Kadın Langdon’un işiyle ilgili konuşulmasından hoşlanmadığını hisseder gibi oldu.
“Özür dilerim. Ben hep öyleyim. İnsanların sizi tanımasından bıkmış olmalısınız. Ama suç sizde. Giydiğiniz kıyafet sizi üniforma gibi ele veriyor” diye üsteledi.
“Benim üniformam mı var?” diye sordu. Her zamanki gibi balıkçı yaka koyu gri renk bir kazak ve Haris Tweed ceket, kumaş pantolon ve deri mokasen ayakkabı giydiğini fark etti. Derslerde, konferanslarda, resmi fotoğraflarda ve sosyete gezintilerinde giydiği standart kıyafet. Kadın ısrarlı, “Kazaklarınız hep modası geçmiş şeyler. Kravat taksanız çok daha şık dururdu” dedi.
– Söz konusu bile değil. Aşağı sarkan düğümlerden hoşlanmıyorum.
Phillips Dexter Akademisi’nde görevli olduğu dönemlerde Langdon haftanın 6 günü kravat takmak zorundaydı. Üniversitenin rektörü, kravatı ses tellerini sıcak tutmak için Romalı hatiplerin taktiği “fascalia” denen ipekten boyun bağına benzetip, olaya romantik bir yorum getirmek istese de, Langdon etimolojik olarak kravat sözcüğünün acımasız Hırvat paralı askerlerinin boyunlarına sardığı bir tür fulardan geldiğini biliyordu. Yüzyıllar sonra aynı kıyafet parçası, tıpkı eski Hırvat paralı askerlerinin düşmanın moralini bozmak üzere taktıkları fularlar gibi, muharebelerini toplantı salonunda yapan modern savaşçılar için önem kazanmıştı.
“Tavsiye için çok teşekkürler. Daha sonra düşüneceğim” diye karşılık verdi.
İyi ki o sırada, koyu renk kostüm giyen bir adam lüks bir siyah Lincoln otomobilden inip yanlarına geldi. Aracın kapısını açarken “Bay Langdon. Beltwat Limousine’den Charles. Emrinizdeyim. Washington’a hoş geldiniz” dedi.

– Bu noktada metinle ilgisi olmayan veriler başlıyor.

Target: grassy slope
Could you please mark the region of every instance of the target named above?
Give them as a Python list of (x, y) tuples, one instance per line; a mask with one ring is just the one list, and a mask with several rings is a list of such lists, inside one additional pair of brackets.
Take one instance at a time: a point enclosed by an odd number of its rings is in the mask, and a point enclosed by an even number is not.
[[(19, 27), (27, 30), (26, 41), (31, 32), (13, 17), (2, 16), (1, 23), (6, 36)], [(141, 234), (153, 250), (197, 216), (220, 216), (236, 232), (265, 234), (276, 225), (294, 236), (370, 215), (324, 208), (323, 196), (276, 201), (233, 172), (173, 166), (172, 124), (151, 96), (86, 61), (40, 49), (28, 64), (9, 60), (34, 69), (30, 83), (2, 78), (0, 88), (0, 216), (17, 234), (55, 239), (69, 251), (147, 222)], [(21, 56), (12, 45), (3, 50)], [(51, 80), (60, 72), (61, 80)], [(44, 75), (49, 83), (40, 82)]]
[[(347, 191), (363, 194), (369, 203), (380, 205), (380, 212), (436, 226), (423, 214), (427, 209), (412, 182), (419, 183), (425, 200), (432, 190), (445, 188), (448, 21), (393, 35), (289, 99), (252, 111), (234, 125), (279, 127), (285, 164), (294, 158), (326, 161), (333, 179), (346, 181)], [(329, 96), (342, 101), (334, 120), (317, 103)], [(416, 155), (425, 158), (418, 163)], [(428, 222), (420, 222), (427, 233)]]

Langton, Pam’a bir bahşiş bıraktıktan sonra görkemli arabanın arka tarafına yerleşti. Şoför klima cihazının düğmelerini izah edip, içme suyu ve sıcak muffin pasta isteyip istemediğini sordu. Birkaç dakika sonra, Lincoln araç özel bir yoldan havaalanından ayrıldı. “Demek zenginlerin günlük hayatı bu?” diye geçirdi içinden. Şoför bir yandan Windstock Drive yolunda gaza basıp yol defterini kontrol ederken öbür yandan telefonla son derece profesyonel bir dille konuşmaya koyuldu. “Burası Beltway Limousine. Talimatınıza uygun olarak yolcuyu araca aldığımı teyit ediyorum. Evet misafiriniz Langdon vasıl oldu. Saat 19 sularında Capitole’e indireceğim” diyerek telefonu kapattı.
Langdon kendini gülümsemekten alıkoyamadı. Her zamanki gibi son derece titizdi. Ayrıntılara dikkat etmek Peter Solomon’un başlıca meziyetlerindendi. Devasa gücünü bu sayede şaşırtıcı bir rahatlıkla çekip çevirebiliyordu. Tabii ki bir banka hesabında birkaç milyar dolarının yatması da işini kolaylaştırıyordu. Havaalanının gürültüleri arkada kalırken, Langdon yumuşak koltuklara gömülüp gözlerini yumdu. Capitol’e yarım saatlik mesafedeydi ve bu süre düşüncelerine çeki düzen vermesi için yeterli olacaktı. Sabahtan beri her şey o kadar hızlı gelişmişti ki, kendisini bekleyen inanması bile güç akşam programını düşünecek vakti olmamıştı.
Capitol’e 15 kilometre kala yalnız bir kişi Robert Langdon’u büyük bir sabırsızlıkla bekliyordu.